Use-case preset

Recruiting candidate screening cost calculator

Parse resume and JD into a fit score with reasoning; batch workload.

Each prompt contains a full resume (1–3 pages) plus a job description, totaling 4–8k tokens. Output is a score, a fit summary, and a list of qualification gaps — typically 300–600 tokens. The 85/15 ratio reflects the document-heavy input. Context is set to 16k to handle senior-role JDs that include detailed technical requirements alongside longer resumes.

Batch processing is appropriate; hiring managers check results at the start of their shift, not in real time. Cached prompt percent is 30–40% because the JD repeats across all candidates for a given role, while the resume portion is unique each time. The main accuracy risk is false negatives — set up a calibration set with human-labeled decisions and measure recall before deploying. At scale, a small model fine-tuned on your labeled data often outperforms a large general model on this structured scoring task.

Recommended models

meta/llama-3.3-70b-instruct

Strong structured reasoning on document comparison tasks; reliable score calibration.

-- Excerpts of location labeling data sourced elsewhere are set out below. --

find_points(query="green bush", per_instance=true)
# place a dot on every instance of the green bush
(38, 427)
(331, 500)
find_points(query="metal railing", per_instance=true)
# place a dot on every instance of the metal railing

alibaba/qwen-2.5-72b-instruct

Good extraction accuracy on resume fields; competitive batch pricing.

mistralai/mistral-large-2

Low hallucination rate on qualification gap analysis; consistent output formatting.

deepseek/deepseek-r1-distill-llama-70b

Reasoning-optimized distill; useful when nuanced multi-criteria scoring is required.

cohere/command-r

Cost-effective for high-volume screening runs where budget is the primary constraint.